«MedIm: Artificial Intelligence System for Pneumonia Detection»
AUTHOR: NARGIZ AKHMETOVA
Abstract
In contemporary society, despite the profound improvement in the radiology sphere of medicine, the difficulty is still presented by incompetence in interpreting the results of the diagnostics. The analysis of medical images is complicated by the complexity of the data itself, including 3D tomographic images based on different physical principles and predetermined by their characteristics and limitations. This fact bolsters the high risk of human factor error. The goal of the MedIm project is to bring automation to the detection of pneumonia based on X-ray images, which includes all the steps of diagnosis and final evaluation. Machine learning offers the ability to learn suitable models from previously analyzed data. Structured AI use cases that define specific parameters of datasets for training and testing algorithms, contribute to the development of multiple sites in developing training and validation datasets. This feature can help ensure that algorithms respect the technical, geographic, and demographic diversity in patient populations and acquisition of images, which subsequently results in higher accuracy of diagnosis evaluation.

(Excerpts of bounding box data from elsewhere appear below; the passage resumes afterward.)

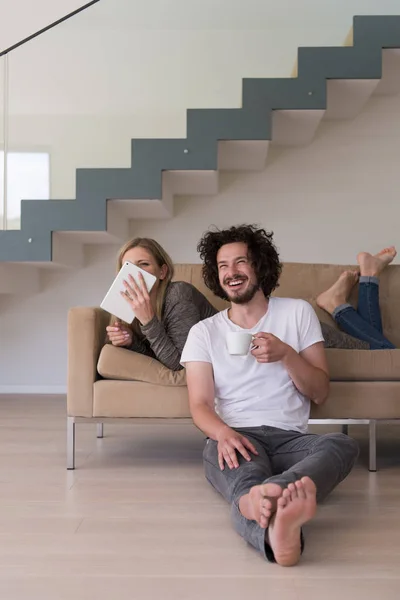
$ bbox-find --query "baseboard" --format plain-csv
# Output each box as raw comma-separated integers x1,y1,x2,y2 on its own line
0,385,67,396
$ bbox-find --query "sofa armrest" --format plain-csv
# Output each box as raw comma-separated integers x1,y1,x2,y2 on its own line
67,307,110,417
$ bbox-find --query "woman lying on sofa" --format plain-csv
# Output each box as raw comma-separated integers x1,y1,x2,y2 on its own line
107,238,217,371
317,246,397,350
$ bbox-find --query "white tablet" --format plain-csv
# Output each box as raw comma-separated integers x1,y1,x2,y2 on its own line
100,261,157,323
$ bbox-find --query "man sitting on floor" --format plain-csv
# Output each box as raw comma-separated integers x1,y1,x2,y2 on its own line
181,225,358,566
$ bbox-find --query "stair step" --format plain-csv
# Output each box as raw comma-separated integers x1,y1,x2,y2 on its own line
0,263,40,297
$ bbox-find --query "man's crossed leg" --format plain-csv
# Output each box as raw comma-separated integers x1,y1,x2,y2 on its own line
203,427,358,566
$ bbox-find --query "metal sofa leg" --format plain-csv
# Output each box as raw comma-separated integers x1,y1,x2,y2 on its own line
368,420,376,471
67,417,75,470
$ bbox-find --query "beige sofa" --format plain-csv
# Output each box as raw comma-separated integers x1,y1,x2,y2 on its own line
67,263,400,471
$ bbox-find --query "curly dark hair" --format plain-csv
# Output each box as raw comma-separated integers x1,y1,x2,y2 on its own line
197,225,282,300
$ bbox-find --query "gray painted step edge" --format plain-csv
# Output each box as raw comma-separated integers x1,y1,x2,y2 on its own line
0,16,400,262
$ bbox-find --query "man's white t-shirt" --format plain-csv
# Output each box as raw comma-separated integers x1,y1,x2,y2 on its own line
181,297,324,433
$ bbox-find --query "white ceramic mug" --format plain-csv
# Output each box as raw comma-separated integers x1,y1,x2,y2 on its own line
226,331,253,356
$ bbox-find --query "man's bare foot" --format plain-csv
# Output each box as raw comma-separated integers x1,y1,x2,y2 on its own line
317,271,358,315
357,246,397,277
239,483,283,529
267,477,317,567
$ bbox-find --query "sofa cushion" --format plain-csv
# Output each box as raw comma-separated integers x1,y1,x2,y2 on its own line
97,344,186,386
93,380,400,419
326,349,400,381
93,379,190,419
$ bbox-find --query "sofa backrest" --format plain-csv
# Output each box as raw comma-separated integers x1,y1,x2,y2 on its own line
174,263,400,348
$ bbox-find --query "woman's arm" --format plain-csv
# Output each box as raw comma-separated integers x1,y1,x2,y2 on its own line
141,282,217,371
141,298,200,371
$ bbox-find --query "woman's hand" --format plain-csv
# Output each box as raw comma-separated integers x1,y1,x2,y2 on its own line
121,273,155,325
106,321,133,348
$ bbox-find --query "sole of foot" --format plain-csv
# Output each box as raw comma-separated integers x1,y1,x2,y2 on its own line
239,483,283,529
268,477,317,567
316,271,359,315
357,246,397,277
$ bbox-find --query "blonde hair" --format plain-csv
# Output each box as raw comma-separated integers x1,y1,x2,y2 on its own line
112,238,174,337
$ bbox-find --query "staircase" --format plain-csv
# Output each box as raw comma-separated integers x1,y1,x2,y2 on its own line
0,16,400,294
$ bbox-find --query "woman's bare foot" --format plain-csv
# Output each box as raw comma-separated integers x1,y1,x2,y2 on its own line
317,271,358,315
239,483,283,529
357,246,397,277
267,477,317,567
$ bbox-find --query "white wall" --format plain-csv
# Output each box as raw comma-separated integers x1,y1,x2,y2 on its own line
0,0,400,391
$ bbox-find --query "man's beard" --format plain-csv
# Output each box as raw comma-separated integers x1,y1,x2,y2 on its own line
227,283,259,304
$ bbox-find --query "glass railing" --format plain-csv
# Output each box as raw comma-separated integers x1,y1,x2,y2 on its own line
0,57,6,230
0,0,115,229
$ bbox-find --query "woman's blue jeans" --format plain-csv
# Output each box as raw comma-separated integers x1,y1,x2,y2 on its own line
332,276,395,350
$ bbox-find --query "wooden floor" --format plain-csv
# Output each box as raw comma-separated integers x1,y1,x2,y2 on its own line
0,397,400,600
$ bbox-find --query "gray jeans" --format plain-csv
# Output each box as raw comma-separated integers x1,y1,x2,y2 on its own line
203,427,358,560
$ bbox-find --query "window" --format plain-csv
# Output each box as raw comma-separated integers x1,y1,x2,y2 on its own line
0,152,50,229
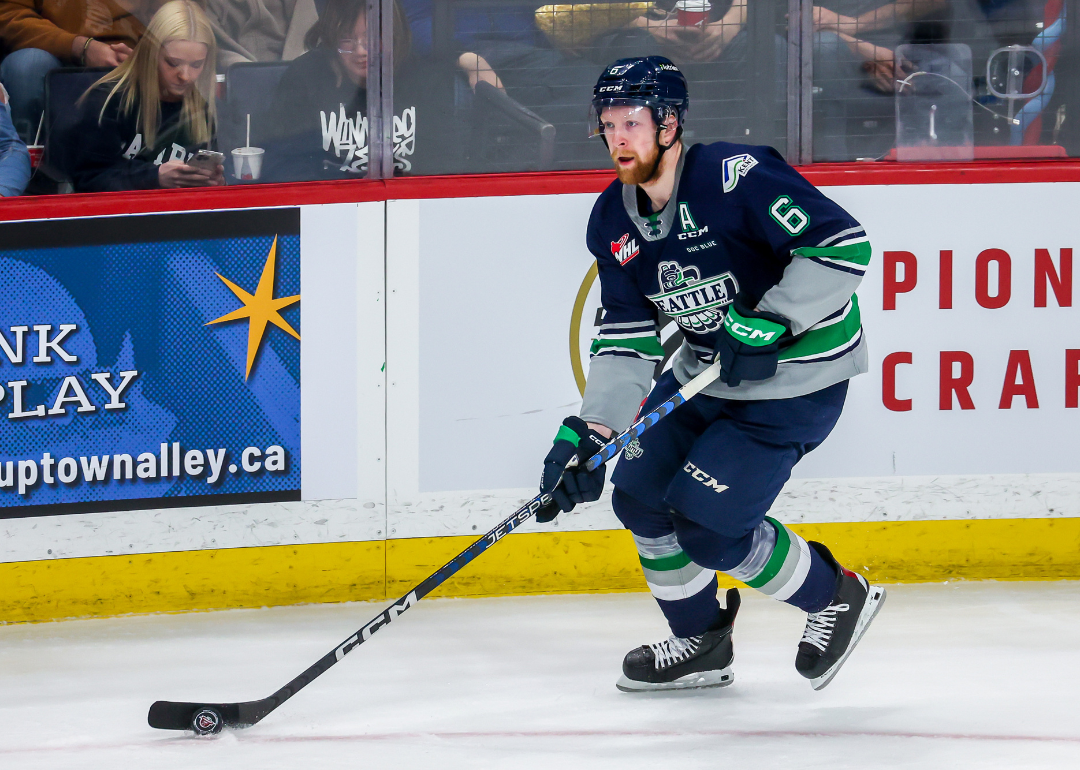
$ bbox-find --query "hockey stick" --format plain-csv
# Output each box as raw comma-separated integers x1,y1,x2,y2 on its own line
147,363,720,735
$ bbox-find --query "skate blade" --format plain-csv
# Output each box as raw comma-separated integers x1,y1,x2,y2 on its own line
615,666,735,692
810,585,886,690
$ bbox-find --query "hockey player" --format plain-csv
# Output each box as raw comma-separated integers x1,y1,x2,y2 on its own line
541,56,885,691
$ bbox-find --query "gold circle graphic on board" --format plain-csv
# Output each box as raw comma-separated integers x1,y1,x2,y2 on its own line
570,261,598,396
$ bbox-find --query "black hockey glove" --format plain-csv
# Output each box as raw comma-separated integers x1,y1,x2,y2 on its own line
716,293,792,388
537,417,607,524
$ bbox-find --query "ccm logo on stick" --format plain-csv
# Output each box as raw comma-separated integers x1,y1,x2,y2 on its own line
683,462,728,495
334,591,420,660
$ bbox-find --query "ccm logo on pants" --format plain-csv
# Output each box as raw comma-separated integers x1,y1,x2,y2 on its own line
683,462,728,494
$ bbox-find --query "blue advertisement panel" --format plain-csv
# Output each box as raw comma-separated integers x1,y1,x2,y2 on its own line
0,208,300,517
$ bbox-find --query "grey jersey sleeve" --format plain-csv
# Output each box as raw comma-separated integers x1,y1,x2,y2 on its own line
757,227,870,336
581,355,656,433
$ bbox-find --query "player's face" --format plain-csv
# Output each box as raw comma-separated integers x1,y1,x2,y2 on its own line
600,106,675,185
600,106,660,185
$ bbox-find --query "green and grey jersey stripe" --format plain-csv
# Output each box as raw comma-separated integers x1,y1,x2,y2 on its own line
780,295,863,361
634,533,716,602
589,334,664,361
728,516,810,602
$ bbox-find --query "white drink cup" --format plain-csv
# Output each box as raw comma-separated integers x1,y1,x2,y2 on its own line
675,0,713,27
232,147,266,181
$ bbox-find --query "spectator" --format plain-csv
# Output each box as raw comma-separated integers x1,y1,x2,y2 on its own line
0,84,30,197
206,0,319,72
0,0,160,140
56,0,225,192
264,0,502,181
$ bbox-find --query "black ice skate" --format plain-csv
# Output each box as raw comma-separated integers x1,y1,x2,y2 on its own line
616,589,740,692
795,542,885,690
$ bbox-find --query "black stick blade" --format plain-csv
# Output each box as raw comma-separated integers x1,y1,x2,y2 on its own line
146,701,240,732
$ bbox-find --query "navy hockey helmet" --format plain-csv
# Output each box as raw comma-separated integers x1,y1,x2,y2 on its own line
589,56,690,143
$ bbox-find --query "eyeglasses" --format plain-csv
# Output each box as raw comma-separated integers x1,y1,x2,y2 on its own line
338,40,367,54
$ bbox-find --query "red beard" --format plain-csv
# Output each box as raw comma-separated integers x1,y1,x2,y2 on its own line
611,146,660,185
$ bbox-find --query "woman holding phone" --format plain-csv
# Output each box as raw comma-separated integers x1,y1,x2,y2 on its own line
51,0,225,192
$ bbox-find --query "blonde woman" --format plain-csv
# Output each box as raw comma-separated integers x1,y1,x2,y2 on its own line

To test the hypothesis that the implementation of the principles of artificial intelligence in pneumonia disease diagnosis will have a high level of efficiency, four machine learning classifier’s predicting accuracy were tested. After proper initialization, the neural networks were given identical data for training and testing, after which the calculation of the model's accuracy score was made. Based on the results of the calculation, it has been seen that the most efficient and functional library for X-ray image analysis is CNN Classifier. The accuracy of its forecast was 92%. Subsequently, the convolutional neural network was chosen as the main tool for analytics and forecasting the disease in the project’s final version.
The results of the research work suggest that the “MedIm” machine learning algorithm achieved its goal of identifying lung diseases using X-ray images, thereby confirming the hypothesis of the high efficiency of AI in diagnosing and interpreting radiological data.